When an Irish woman moves to New York City, she falls in love and gets married – but after a family matter causes her to return home, will her new marriage survive?


For many, life in Ireland is something of a dead-end in the 1950’s; some young Irish are consider leaving, seeking a better future abroad. Many of those emigrants look to The United States of America for this future, a considerable number of them settling in New York City – specifically, Brooklyn. One such young woman was Eilis (Saoirse Ronan), who asked a priest in New York to be her sponsor; after he finds Eilis a place to live and sets her up with a job, she bids goodbye to her friends and family and sails to The Big City. Upon arrival, life is not easy; Eilis has great difficulty adjusting to the unfamiliar surroundings and different culture and becomes homesick.

Trying to acclimate herself to her new home, Eilis attends a dance in her neighborhood which caters to the local Irish community; there, she meets Tony (Emory Cohen), who is not Irish but instead a young man of Italian descent. The two seem to like each other and begin to spend a considerable amount of time together; after a while, it is clear to them both that they are falling in love. Just as things are going unbelievably well for Eilis, she gets word of an unforeseen tragedy back home and must return to Ireland for a while to be with her family. Before leaving, however, she and Tony marry.

Once home, she resumes her relationship with family and friends – although after a year away, Eilis is obviously a much different person since living in America. Eilis remains secretive about her marriage to Tony, fearing disapproval. A friend of hers sets up Eilis on a double-date with Jim (Domhnall Gleeson), an attractive man from a wealthy family. During her month in Ireland, Eilis and Jim start socializing, which appears to be turning more into dates. Unaware of her true life back in America, Jim begins to get thoughts of marriage. But when Eilis becomes ambivalent about sailing back to America, will she abandon her Brooklyn husband or abandon a life of privilege in Ireland?

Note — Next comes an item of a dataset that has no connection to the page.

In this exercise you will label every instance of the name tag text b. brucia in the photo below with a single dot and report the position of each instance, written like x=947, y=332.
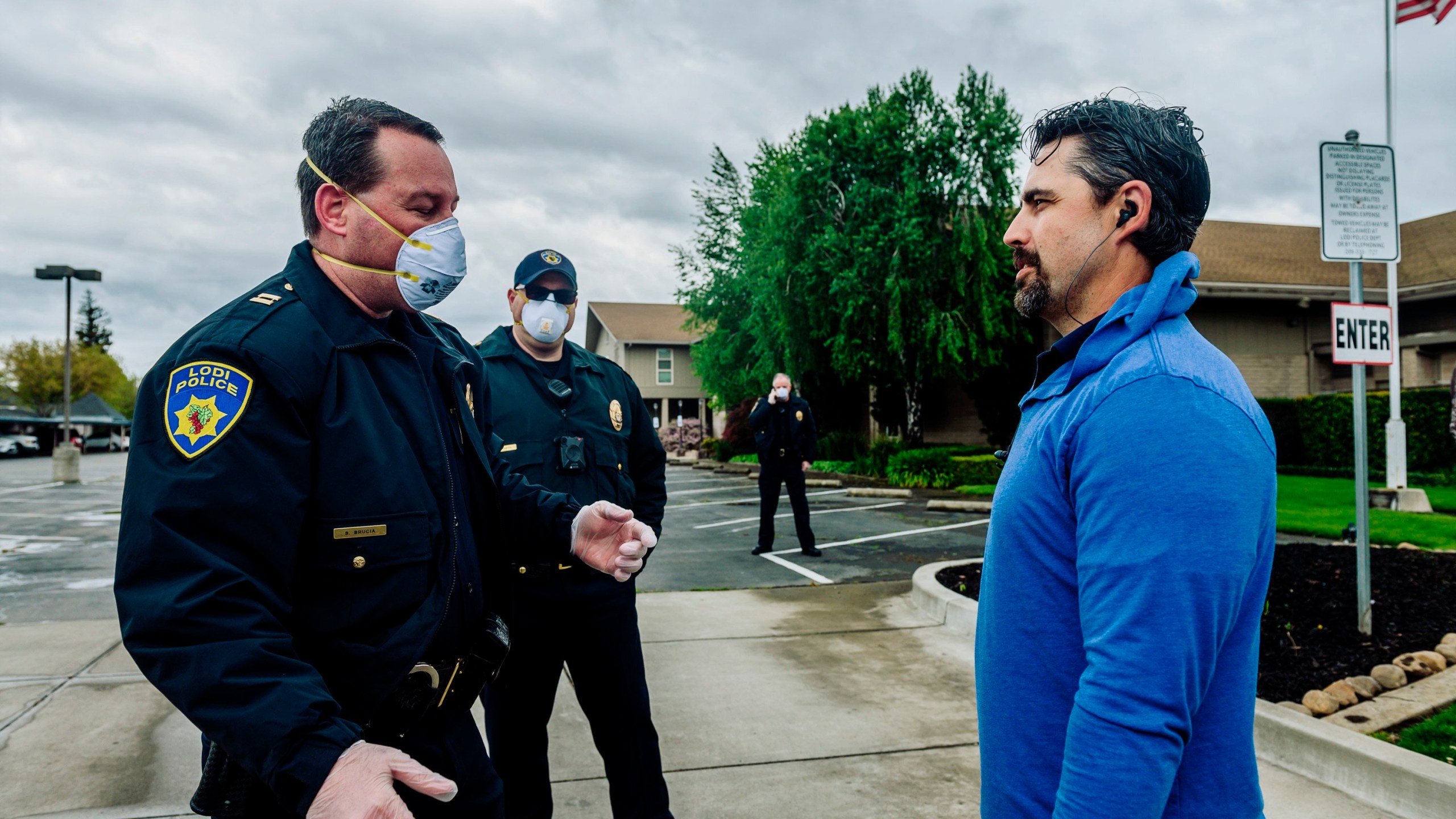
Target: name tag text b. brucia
x=375, y=531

Having seen a number of American independent films over the past few years, it’s becoming painfully clear that maybe the Europeans are better at telling small stories like the one in “Brooklyn” than we are and the United States should just stick to making things like The Avengers and Star Wars.  As a long-time resident of Brooklyn, it’s a delight to report that the borough could not be better – or more romantically – represented than in this movie.  The story in “Brooklyn” is told with such rare grace and elegance that it is a pleasure to watch. 

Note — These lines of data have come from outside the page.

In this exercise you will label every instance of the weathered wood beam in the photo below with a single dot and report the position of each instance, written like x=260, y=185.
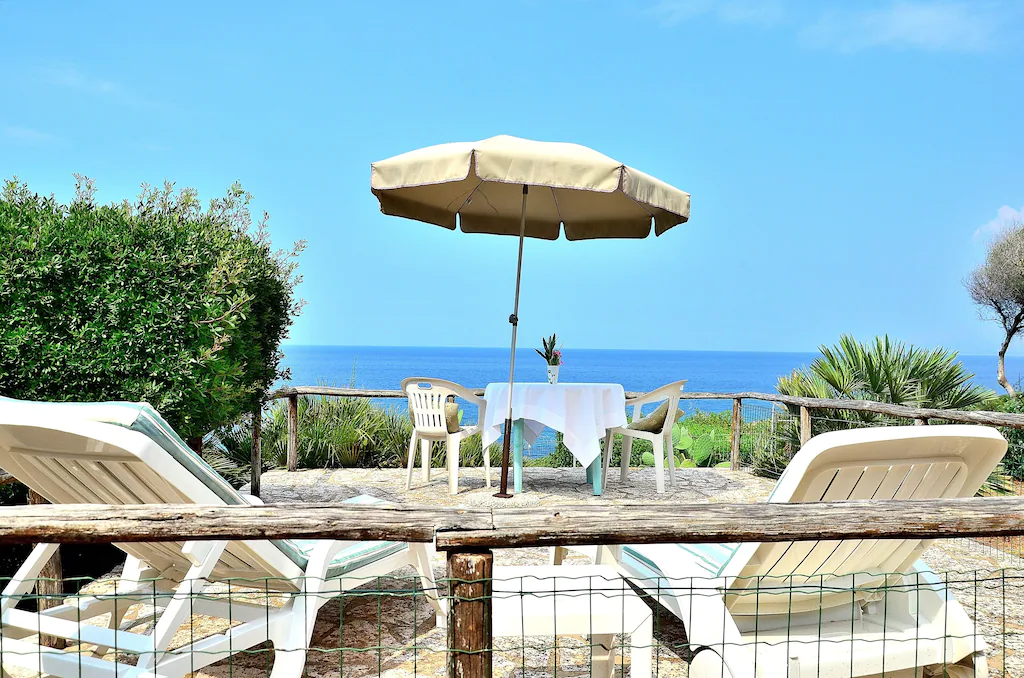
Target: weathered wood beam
x=455, y=528
x=49, y=584
x=470, y=621
x=93, y=523
x=899, y=411
x=805, y=425
x=695, y=523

Standouts in “Brooklyn” are the screenplay by Nick Hornby and the performance by Saoirse Ronan.  Although the tale is one of romance, Hornby never allows the script to become sloppy and mawkish.  Close-ups of Ronan reveal a face that is extraordinarily expressive, especially in her eyes; she plays Eilis with such forthright earnestness that it is impossible for the audience not to root for her to do the right thing so that all will work out for the best in the end.  It will be quite enjoyable indeed to see her performances in future movies.  Also, Julie Walters is a riot in every one of her scenes. 

Following the screening, there was a question and answer session with director John Crowley, star Saoirse Ronan, novelist Colm Toibin, screenwriter Nick Hornby, producer Finola Dwyer and young actor James DiGiacomo (who steals every one of his scenes).  Crowley said that only two days of shooting were actually spent in Brooklyn; the remaining Brooklyn scenes were actually shot in Montreal over a course of three weeks.  He said that this was done primarily for financial considerations because trying to make present-day Brooklyn look like 1950’s Brooklyn would have been a prohibitively expensive proposition.  (Also, this film is partly produced by a Canadian company, so that may have contributed to the “financial considerations”, although he did not explicitly cite this as a reason).